Video games have always been touted as an interactive storytelling medium, and never has that been truer than today: with endless genres and character customization options, no matter who a player is looking to be and no matter where they want to be, there’s almost certainly something out there that will speak to them.
Ever, Jane is an MMORPG (massively multiplayer online roleplaying game, a la World of Warcraft) set in the world of Jane Austen. Created by Judy L. Tyrer, founder of 3Turn Productions, the game sets itself apart from other multi-players. “Unlike many multi-player games, it’s not about kill or be killed but invite or be invited,” says the game’s description. “Gossip is our weapon of choice. Instead of raids, we will have grand balls. Instead of dungeons, we will have dinner parties.” (If you’d like to get some initial impressions of it from people who have already played, there’s a good article about that here.)
Finding novelty in telling stories through video games
This is by no means the first time a book-based story has been turned into a game. For example, Nancy Drew has an entire video game series, published by HeR Interactive, that unfolds much like the book series. Harry Potter has thoroughly infiltrated the Lego game world.
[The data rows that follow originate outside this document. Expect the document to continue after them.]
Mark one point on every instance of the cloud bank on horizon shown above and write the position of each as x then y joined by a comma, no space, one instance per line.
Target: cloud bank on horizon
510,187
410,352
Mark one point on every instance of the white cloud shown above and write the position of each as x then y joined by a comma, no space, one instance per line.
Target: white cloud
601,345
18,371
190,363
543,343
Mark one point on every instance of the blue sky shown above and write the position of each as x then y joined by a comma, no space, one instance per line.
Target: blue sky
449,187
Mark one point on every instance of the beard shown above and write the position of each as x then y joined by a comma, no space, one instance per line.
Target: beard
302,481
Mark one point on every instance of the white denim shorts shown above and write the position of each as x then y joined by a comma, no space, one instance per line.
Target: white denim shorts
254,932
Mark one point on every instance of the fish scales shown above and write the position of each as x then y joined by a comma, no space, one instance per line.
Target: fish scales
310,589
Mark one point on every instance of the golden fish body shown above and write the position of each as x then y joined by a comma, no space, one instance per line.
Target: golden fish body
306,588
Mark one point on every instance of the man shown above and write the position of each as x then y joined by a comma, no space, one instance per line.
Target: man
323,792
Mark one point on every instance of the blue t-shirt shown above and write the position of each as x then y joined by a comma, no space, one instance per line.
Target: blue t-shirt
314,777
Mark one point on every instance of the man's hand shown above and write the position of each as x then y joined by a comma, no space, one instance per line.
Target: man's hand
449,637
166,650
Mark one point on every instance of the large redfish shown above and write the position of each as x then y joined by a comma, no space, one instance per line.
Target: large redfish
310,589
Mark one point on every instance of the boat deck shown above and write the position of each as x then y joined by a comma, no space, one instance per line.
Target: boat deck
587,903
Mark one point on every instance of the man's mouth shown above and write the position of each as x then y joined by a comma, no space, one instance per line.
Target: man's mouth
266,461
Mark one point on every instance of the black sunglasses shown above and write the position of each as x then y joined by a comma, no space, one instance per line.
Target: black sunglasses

The Witcher games are based on The Witcher short stories and novels by Andrzej Sapkowski. But none of these games are MMORPGs, and to open up Jane Austen’s world to that particular style of gameplay is an interesting, and perhaps bold, concept.
Off the bat, the game has a few things going for it. Jane Austen has a significant fan base, and of course there is an intersect point where “Jane Austen fans” and “gamers” meet. Most gamers love a good story and the immersion a good game can provide, which is why the MMORPG genre is a (wildly popular) thing to begin with. Jane Austen’s world as the backdrop to a video game has a certain novelty that could draw in even those who don’t normally hold with MMOs, and the inventive twist of popular mechanics (words instead of weapons, balls instead of battlegrounds), if handled correctly, could draw some interesting parallels about how there’s more than one kind of fighting in Jane Austen’s world—to say nothing of the possibility of creating a character and plunging yourself into all the Regency-era shenanigans you can handle.
Give it a try?
I’ve not played the game myself, so I can’t speak to its execution, and all the latest information I can find on the game suggests that it may still be in beta. But certainly the concept is an interesting one. The primary question for me is, just how big a fan of Jane Austen’s work do you have to be to enjoy the game? Can you successfully navigate this MMORPG if you haven’t memorized everything about Regency-era literature? Will you get shamed by the other players if you misstep? Exactly how much freedom do you have to drive the development of your character? (I admit, I am sorely tempted to download the game simply to insert my 21st-century persona and scandalize the town—though, to be fair, I have the same inclinations when reading Jane Austen novels.)
I’d be interested to hear from someone who has jumped slipper-first into this game. How have you fared? How much is story and how much is creating your own destiny? What kind of success can you find if you just want to play as a writer who doesn’t dance and lives alone, surrounded by books and a cat or two (asking for a friend)?